Abstract

A novel base station antenna (BSA) configuration is presented to mitigate degrading physical antenna effects in massive multiple-input multiple-output (MIMO) systems, while minimizing implementation complexities. Instead of using a commonly considered single antenna panel comprising of many elements covering a wide field-of-view (FOV) of 120 degrees, L tilted panels are used employing L times fewer elements and L times smaller FOV per panel. The spatial resolution of each panel is enhanced by employing sparse arrays with suppressed (grating-lobe) radiation outside its corresponding FOV. Therefore, more directive antenna elements can be deployed in each panel to compensate for the effective isotropic radiated power (EIRP) reduction.
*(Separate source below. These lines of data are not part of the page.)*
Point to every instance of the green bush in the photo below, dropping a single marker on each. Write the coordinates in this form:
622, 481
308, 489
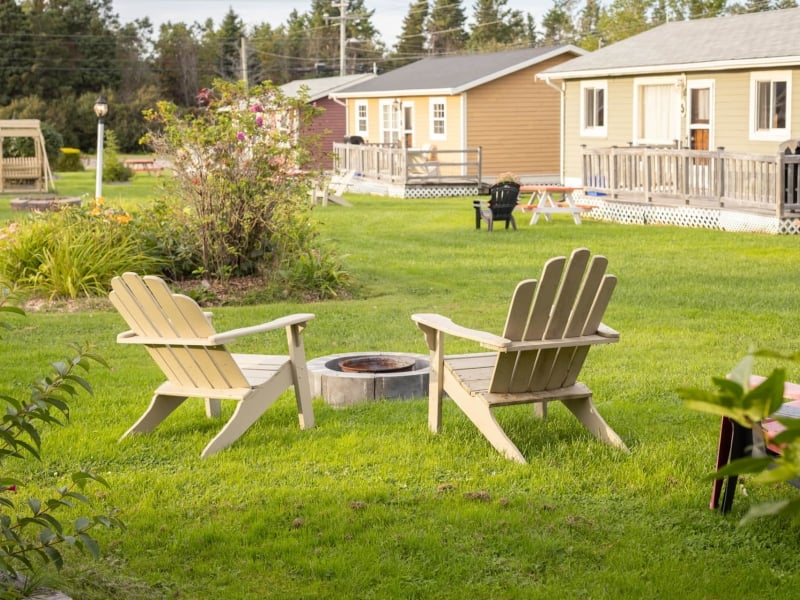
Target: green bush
31, 531
734, 398
69, 160
113, 168
74, 252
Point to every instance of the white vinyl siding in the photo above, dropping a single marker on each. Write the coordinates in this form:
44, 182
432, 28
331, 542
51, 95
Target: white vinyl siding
770, 105
594, 100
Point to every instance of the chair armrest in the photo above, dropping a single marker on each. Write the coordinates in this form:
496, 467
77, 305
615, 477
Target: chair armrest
287, 321
130, 337
445, 325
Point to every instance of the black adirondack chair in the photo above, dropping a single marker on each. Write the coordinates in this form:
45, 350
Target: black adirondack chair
502, 202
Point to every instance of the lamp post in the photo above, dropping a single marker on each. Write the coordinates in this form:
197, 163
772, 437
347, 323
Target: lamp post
101, 110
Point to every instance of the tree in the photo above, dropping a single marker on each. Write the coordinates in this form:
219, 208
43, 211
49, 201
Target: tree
588, 33
15, 59
445, 27
557, 24
412, 42
75, 48
177, 62
496, 26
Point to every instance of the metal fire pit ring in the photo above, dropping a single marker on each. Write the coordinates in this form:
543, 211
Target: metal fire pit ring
340, 388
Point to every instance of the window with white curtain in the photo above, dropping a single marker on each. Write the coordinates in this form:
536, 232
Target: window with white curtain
361, 118
438, 119
770, 105
657, 117
593, 108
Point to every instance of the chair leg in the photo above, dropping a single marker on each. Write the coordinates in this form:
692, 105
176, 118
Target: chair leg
247, 412
741, 441
481, 415
160, 408
585, 411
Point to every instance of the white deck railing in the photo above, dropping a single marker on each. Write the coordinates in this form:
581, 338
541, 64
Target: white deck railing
761, 183
408, 165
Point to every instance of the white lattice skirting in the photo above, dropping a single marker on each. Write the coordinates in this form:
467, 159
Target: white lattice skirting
685, 216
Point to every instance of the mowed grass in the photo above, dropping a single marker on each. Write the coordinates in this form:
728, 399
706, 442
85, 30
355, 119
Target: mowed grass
370, 504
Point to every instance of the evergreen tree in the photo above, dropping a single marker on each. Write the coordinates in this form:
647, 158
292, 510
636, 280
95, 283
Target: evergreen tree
412, 42
16, 60
75, 49
445, 27
178, 63
589, 35
496, 26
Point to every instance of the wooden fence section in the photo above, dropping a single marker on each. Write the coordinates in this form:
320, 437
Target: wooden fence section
767, 184
408, 165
While sectorisation reduces the antenna gain variation in 120 degrees FOV, cooperation among multiple panels in downlink beamforming is seen to be capable of inter-panel interference suppression for sum-rate enhancement. A network model is used as a multi-user (MU) MIMO simulator incorporating both antenna and channel effects. It is shown that when the number of base station antennas is ten times the number of users, the average downlink sum-rate in pure line-of-sight (LOS), rich and poor multipath environments is increased up to 60.2%, 23% and 11.1%, respectively, by multi-panel sparse arrays applying zero-forcing (ZF) precoding.